Three veteran shop teachers from Perry High School are lending their voices in support of the school-bond referendum that district voters will decide on in a Tuesday, Feb. 5 special election.
The three retired teachers — Tom South, Dale Schumacher and Richard Saemisch — still call Perry home and take a lively interest in the welfare of Perry and the Industrial Technology Department at PHS.
All three support the proposed $6.5 million expansion and remodeling project that would double the size of the PHS Industrial Tech Department and add a wrestling/multipurpose room on the north side of the 18th Street campus. Industrial-tech classes include automotive technology, welding, metalworking, woodworking and small engine repair, with a building-trades curriculum in development.
Tom South, the senior staffer at 91 years old, started teaching automotive classes at PHS in 1957, “back when all the good cars were on the road,” he said. In 1960 Perry built itself a new high school — in use today as the Perry Middle School — but the high school students continued to take their shop classes at the old high school, which had become the junior high school.
South was the school district’s sole shop teacher until 1965, when the new industrial-arts facilities at PHS were built, the same one that are still in use today.
“I was all by myself,” South said. Along with the high school’s new industrial-tech department came the need for a larger teaching staff, and Dale Schumacher began teaching at PHS in 1965.
“I hired Dale,” South said. “In fact, I had Dale in Knoxville in school, and I knew he was a good man. He’d just finished his degree over at Iowa State, and I called him and told him I had a job for him.”
The high school’s new shop facilities and the hiring of Schumacher were matched by a third notable event at in 1965, when PHS became a charter member of the newly formed VICA organization– the Vocational Industrial Clubs of America.
South retired from teaching in 1989 after 32 years at PHS, but he has kept up since then with the changes in Perry and in the industrial-tech world, and he strongly supports the proposed $6.5 million additions to be voted on Feb. 5.
“If they’re going to keep up with the rest of the world, then I think they need it,” South said. “They also need to hire a third man to help out, and they need to get DMACC involved, too. We don’t want to be teaching something DMACC’s teaching and have duplication when we could do something else.”
South picked a winner in Schumacher, who stuck with Perry High School for 43 years, retiring in 2007 after leading the PHS industrial-tech students to state and national VICA championships every year. VICA changed its name in 1999 to SkillsUSA-VICA and again in 2004 simply to SkillsUSA.
Schumacher said the PHS facilities built in 1965 were “very adequate and well equipped,” and he and South developed there the award-winning programs that filled the trophy case in the PHS commons.
“That is an impressive accomplishment,” Schumacher said, “but times have changed. Technology has changed dramatically. Additional equipment was needed and added, but the classes tend to be larger now, so the department has outgrown what was a very good facility.”

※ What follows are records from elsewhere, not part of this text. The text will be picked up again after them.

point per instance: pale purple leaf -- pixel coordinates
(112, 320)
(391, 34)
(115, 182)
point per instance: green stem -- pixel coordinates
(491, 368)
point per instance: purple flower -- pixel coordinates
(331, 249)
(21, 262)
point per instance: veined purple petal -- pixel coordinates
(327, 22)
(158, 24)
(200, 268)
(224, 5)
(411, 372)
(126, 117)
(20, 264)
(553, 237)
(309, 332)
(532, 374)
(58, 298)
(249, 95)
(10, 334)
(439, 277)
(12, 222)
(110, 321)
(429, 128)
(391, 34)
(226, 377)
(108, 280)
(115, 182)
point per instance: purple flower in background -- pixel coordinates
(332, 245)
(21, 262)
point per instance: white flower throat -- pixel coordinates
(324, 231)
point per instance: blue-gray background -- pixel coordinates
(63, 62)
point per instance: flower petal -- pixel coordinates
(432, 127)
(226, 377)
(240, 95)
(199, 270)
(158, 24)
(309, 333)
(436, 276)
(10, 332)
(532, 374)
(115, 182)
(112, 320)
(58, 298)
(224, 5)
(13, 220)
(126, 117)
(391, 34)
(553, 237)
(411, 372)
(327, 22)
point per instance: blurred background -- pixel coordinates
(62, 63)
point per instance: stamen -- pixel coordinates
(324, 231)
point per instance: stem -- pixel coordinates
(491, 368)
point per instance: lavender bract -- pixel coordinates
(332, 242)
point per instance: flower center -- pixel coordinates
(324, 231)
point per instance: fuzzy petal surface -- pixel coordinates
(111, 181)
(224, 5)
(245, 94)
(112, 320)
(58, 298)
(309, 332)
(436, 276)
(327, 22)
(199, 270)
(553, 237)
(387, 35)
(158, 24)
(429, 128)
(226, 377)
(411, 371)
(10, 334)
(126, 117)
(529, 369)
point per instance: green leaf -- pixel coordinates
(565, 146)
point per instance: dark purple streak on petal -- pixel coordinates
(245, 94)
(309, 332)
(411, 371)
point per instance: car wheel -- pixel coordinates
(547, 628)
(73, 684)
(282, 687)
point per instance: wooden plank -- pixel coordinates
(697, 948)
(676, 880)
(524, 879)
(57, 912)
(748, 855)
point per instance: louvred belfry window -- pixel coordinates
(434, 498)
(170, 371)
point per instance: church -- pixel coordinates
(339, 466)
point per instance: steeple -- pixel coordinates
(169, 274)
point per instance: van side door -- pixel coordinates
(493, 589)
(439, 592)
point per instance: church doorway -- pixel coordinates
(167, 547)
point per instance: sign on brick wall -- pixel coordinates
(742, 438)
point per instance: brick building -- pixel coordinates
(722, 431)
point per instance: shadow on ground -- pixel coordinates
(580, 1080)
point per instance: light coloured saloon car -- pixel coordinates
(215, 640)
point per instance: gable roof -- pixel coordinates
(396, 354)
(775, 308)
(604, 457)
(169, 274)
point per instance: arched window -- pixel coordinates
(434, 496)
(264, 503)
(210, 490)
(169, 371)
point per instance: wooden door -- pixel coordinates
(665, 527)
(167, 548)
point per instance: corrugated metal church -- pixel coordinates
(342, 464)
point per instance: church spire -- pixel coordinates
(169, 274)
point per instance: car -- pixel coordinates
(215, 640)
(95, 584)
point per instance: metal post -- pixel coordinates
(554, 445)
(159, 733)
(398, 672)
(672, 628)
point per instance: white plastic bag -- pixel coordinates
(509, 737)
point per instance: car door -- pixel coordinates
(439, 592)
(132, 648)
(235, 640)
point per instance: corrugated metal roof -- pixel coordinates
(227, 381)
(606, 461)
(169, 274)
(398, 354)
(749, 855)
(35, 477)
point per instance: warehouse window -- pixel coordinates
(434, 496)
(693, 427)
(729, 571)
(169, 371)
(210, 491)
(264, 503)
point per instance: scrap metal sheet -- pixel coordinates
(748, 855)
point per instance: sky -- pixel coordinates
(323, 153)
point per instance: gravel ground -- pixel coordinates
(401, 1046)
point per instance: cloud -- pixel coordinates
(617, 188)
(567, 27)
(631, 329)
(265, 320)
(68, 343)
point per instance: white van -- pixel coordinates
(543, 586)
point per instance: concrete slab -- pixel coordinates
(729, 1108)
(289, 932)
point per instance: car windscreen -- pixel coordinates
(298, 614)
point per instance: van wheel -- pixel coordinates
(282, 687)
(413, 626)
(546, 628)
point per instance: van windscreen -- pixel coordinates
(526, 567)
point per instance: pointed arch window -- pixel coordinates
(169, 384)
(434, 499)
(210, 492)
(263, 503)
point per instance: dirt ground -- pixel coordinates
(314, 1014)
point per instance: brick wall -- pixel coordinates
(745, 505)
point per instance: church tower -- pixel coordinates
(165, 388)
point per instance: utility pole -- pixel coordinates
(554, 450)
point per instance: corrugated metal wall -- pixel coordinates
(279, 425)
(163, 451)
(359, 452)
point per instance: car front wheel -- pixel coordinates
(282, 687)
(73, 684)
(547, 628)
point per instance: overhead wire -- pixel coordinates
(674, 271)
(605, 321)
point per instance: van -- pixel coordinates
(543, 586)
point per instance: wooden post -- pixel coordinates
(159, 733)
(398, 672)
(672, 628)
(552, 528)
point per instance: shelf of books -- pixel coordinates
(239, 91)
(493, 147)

Tight quarters pose safety risks, he said, and Schumacher today urges school district voters to approve the Feb. 5 school-bond referendum for reasons of space, safety and student skills.
“There are some serious safety concerns because equipment is crowded tight, and students are working in some very crowded conditions,” he said. “We owe them more than can be provided with the present facility.”

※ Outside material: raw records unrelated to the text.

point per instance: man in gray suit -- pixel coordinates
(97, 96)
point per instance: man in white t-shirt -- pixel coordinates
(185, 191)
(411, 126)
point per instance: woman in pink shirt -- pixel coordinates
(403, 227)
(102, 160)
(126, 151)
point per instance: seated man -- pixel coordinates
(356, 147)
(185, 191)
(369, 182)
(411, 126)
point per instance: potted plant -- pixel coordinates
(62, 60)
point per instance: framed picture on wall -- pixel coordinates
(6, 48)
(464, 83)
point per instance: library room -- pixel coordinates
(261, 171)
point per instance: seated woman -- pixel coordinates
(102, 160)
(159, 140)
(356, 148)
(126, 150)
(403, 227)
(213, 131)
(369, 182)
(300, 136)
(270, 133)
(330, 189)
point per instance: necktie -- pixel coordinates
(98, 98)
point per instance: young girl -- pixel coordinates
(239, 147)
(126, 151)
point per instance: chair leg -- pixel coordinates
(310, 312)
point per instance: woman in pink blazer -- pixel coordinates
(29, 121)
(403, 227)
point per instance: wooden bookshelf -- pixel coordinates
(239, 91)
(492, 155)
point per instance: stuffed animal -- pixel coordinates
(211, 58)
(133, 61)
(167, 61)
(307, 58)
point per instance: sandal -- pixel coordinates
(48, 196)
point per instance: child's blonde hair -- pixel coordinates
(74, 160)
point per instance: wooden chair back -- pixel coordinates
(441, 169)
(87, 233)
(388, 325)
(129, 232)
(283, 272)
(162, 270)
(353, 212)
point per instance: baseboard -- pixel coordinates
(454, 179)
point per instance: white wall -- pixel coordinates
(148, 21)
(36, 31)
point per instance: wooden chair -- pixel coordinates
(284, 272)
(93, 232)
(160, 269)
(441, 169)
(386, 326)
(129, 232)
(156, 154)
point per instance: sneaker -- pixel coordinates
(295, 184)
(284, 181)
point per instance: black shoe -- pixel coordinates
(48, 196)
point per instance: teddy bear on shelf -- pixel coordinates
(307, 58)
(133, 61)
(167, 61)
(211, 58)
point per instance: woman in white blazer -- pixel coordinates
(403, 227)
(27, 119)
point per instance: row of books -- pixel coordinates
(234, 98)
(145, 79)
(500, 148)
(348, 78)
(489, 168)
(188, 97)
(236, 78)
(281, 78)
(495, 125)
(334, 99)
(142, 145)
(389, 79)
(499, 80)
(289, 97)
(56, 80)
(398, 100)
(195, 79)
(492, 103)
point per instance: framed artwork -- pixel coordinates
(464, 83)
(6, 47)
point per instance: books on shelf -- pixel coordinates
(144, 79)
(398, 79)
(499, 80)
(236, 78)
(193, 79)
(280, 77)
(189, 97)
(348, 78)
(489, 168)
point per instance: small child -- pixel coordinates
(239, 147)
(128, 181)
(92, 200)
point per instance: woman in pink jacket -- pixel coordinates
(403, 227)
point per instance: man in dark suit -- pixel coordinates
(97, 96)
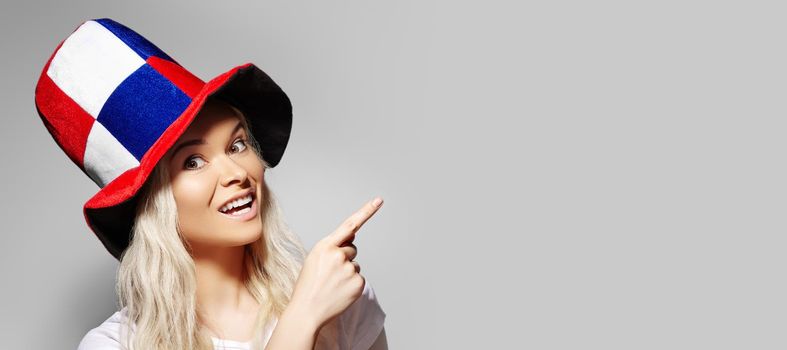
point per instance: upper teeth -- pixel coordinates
(236, 203)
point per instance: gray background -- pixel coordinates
(557, 174)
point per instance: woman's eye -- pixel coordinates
(238, 146)
(194, 163)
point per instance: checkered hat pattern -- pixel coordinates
(117, 92)
(115, 103)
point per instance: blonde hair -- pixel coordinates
(156, 282)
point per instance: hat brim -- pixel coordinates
(110, 212)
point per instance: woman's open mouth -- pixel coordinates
(243, 208)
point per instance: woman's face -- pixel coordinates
(217, 181)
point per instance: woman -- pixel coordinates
(205, 259)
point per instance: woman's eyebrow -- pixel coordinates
(196, 142)
(187, 144)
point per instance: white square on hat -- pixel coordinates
(91, 64)
(105, 157)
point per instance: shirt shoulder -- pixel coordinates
(363, 320)
(104, 337)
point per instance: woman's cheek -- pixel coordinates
(193, 201)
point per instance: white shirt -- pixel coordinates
(358, 328)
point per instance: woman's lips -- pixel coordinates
(244, 214)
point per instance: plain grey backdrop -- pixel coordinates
(557, 174)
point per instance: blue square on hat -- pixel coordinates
(141, 108)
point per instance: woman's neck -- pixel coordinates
(221, 276)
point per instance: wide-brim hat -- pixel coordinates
(116, 103)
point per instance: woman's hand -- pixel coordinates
(329, 281)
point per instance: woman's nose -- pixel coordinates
(232, 172)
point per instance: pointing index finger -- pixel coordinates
(351, 225)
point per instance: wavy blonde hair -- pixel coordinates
(156, 281)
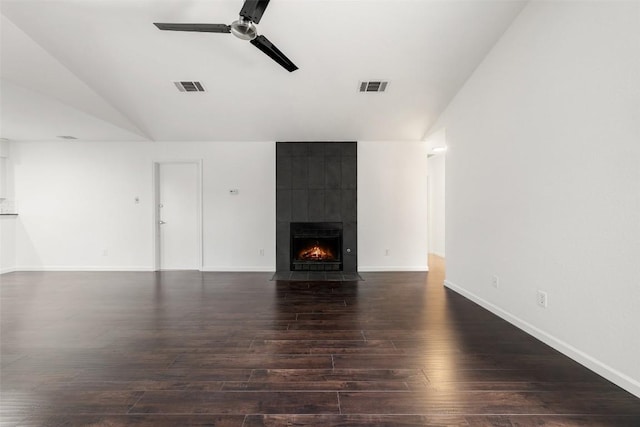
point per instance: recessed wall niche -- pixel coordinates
(316, 182)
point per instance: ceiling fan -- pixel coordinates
(243, 28)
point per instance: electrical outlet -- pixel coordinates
(542, 299)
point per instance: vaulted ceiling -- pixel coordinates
(99, 70)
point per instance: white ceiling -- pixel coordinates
(99, 70)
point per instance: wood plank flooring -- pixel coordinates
(237, 349)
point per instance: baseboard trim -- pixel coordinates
(367, 269)
(83, 268)
(240, 269)
(602, 369)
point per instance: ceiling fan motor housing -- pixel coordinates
(244, 29)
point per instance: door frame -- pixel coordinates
(156, 209)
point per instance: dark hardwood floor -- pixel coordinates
(236, 349)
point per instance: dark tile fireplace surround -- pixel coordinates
(316, 211)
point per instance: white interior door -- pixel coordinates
(178, 216)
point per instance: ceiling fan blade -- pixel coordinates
(202, 28)
(262, 43)
(253, 10)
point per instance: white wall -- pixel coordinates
(77, 200)
(392, 206)
(436, 214)
(7, 204)
(543, 181)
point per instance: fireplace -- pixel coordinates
(316, 246)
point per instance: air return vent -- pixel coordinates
(189, 86)
(374, 86)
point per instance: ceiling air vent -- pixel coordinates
(374, 86)
(189, 86)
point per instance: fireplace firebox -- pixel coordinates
(316, 246)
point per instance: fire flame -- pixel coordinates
(316, 253)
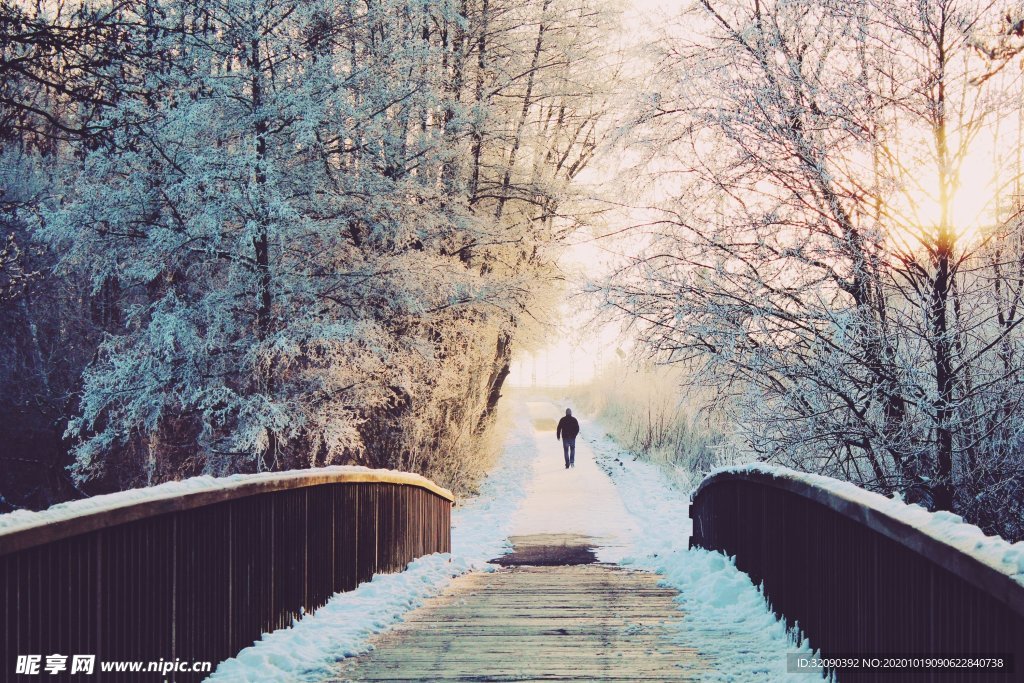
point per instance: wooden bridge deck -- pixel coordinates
(540, 621)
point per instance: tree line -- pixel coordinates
(256, 235)
(839, 250)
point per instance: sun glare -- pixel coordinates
(972, 208)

Joining South and Schumacher in 1967 was Richard Saemisch, who taught industrial arts at PHS until 1979 and then went on to small-business success at Perry Paint and Glass.
“I was proud to be in that department,” Saemisch said. While a PHS instructor, he served as president of the Iowa Industrial Arts Association and was co-chair of the International Convention in Des Moines.
“There is an emphasis today on skills,” he said, “and I am in favor of the plans before us to enhance the athletic needs as well as the industrial arts. I have heard how crowded the shop areas are, and this is a safety issue that needs to be addressed.”
These three teachers, who helped PHS become a standout in state and national SkillsUSA contests and equipped two genrations of students with market-ready job skills, are unanimous in their opinion that the Perry schools — and Perry students — are overdue for this $6.5 million investment.
“Let’s have some Perry school pride,” Schumacher said, “and provide them with facilities that we can be proud of and where they can continue to challenge our students and continue the Perry tradition in the Industrial Technology area. Please vote Yes in the bond referendum on Feb. 5.”